## Core Concept
Statins are a group of cholesterol-lowering medications that work by inhibiting a key enzyme in the biosynthesis of cholesterol. The primary site of action of statins is in the liver, where they exert their effect on cholesterol production. The enzyme targeted by statins is crucial for the conversion of certain precursors into cholesterol.

## Why the Correct Answer is Right
The correct answer, **HMG-CoA reductase**, is the enzyme responsible for converting 3-hydroxy-3-methylglutaryl-coenzyme A (HMG-CoA) into mevalonate, a necessary step in the hepatic production of cholesterol. Statins structurally mimic HMG-CoA and competitively inhibit HMG-CoA reductase, thereby reducing the liver's ability to produce cholesterol. This reduction in cholesterol synthesis leads to an increase in the expression of low-density lipoprotein (LDL) receptors on the surface of liver cells, which in turn increases the clearance of LDL cholesterol from the bloodstream.

## Why Each Wrong Option is Incorrect
- **Option A:** This option is incorrect because it does not accurately represent the enzyme targeted by statins.
- **Option B:** This option is incorrect as it also does not correctly identify the enzyme inhibited by statins.
- **Option C:** This option is incorrect because, although it might seem related, it is not the specific enzyme on which statins act.
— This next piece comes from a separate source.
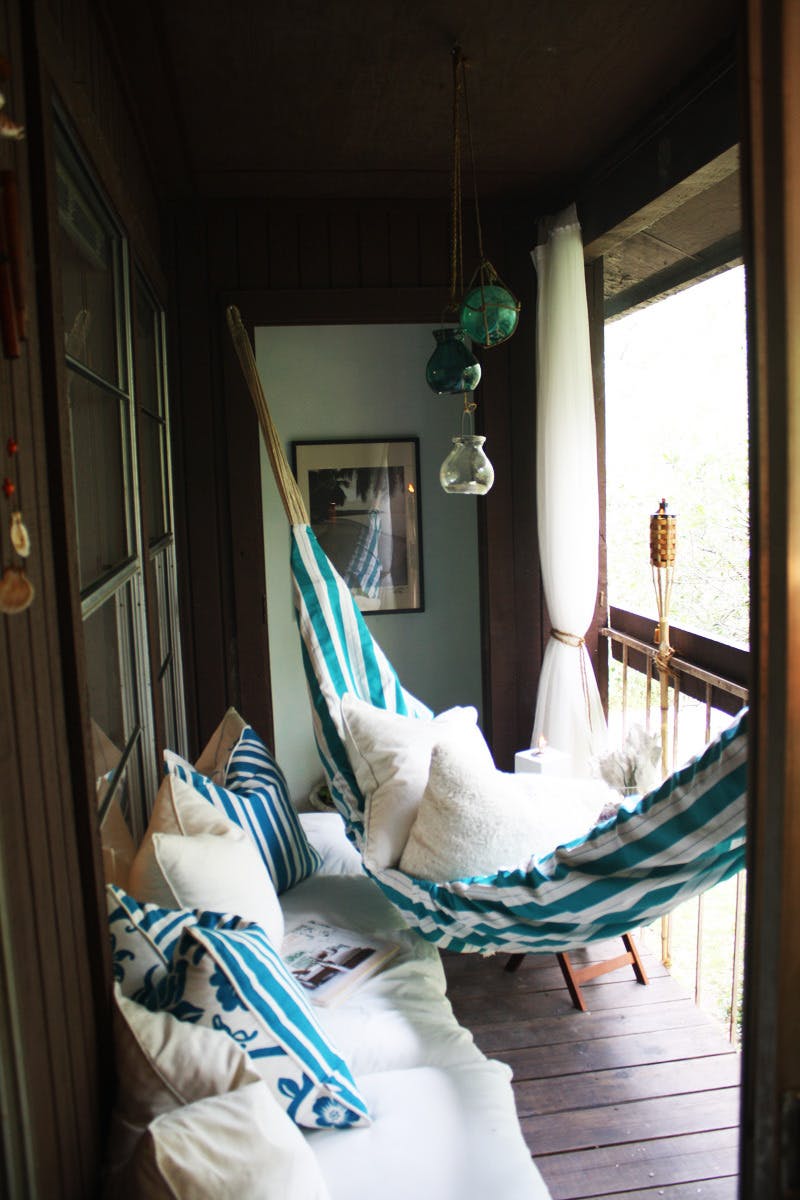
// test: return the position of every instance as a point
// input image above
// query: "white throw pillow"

## Clinical Pearl / High-Yield Fact
A key point to remember is that the effectiveness of statins in lowering LDL cholesterol levels is due to their ability to inhibit **HMG-CoA reductase**. This action not only reduces cholesterol synthesis in the liver but also has pleiotropic effects, including improving endothelial function and reducing inflammation. Statins are among the most commonly prescribed drugs for the prevention and treatment of cardiovascular disease.

## Correct Answer: D. HMG-CoA reductase.